I tested this with and without the patch in #8. The only solution appears to be to remove this component.
[edited for formatting]
Comment #13
jrockowitz CreditAttribution: jrockowitz as a volunteer and at The Big Blue House commentedI recommend that everyone start upgrading to PHP 7. @see #2842431: [policy] Remove PHP 5.5, 5.6 support in Drupal 8.7
Patches to support PHP 5.6 are welcome but most Drupal devs are probably using PHP 7
Comment #14
jrockowitz CreditAttribution: jrockowitz as a volunteer and at The Big Blue House commentedComment #15
bucefal91 CreditAttribution: bucefal91 at Websolutions Agency commentedThat's the kind of moment when I praise my Gentoo Linux 8-) Switching PHP versions is dead easy there.
millionleaves, my experience is a little bit different from yours. I am running PHP 5.6.33. Everything I describe below is done on the latest webform 8.x-5.x-dev
So, if I submit the following (let's call it case #1):
It dies with a PHP fatal error, but it does not save the messed up Yaml into database, so just hitting the "back" button gets you back in business as if you never submitted malformed Yaml.
Then I tried (let's call it case#2):
It just shows me a nice form validation error message that reads: Elements (YAML) is not valid. Unable to parse at line 7 (near " '#required': true").
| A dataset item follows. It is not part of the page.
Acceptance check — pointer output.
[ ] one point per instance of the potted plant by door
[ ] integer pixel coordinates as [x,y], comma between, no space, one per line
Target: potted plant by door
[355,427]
For the case #1: the submitted Yaml syntax is correct, but the way Webform then tries to leverage the parsed Yaml brings to a PHP fatal error. Thus this case contains not a syntax but a logical error (the option
#required
should have a string value but it has a boolean value.) It's not easy to build a logical validator, and basically, it's more of a developer user interface. One is expected to know the rules of the game once he crosses the boundary between a user and a developer. Additionally, catching fatal errors in PHP 5 is barely possible and using my judgment it's not worth the effort in this case.For the case #2: It behaves very good - you supply a malformed Yaml (syntax error) and it warns you in a very user-friendly way.
millionleaves, can you try the 2 cases on the latest webforms? maybe something has changed? Side effects of this bug as you describe definitely should be fixed somehow, but the side effects I've encountered myself while testing seems much less hurtful and are not so easy to fix. So I want to see maybe I am missing something to bring the side effects to the level of yours :)
Comment #16
jrockowitz CreditAttribution: jrockowitz as a volunteer and at The Big Blue House commentedI am marking this as won't fix since PHP 5.6 is not actively supported and this is not a showstopping issue.
@bucefal91 I think the nuance of this bug is some people have the native PHP-YAML add-on installed which Drupal will use. If the PHP-YAML add-on is not installed Drupal falls back to Symfony's built-in YAML parser.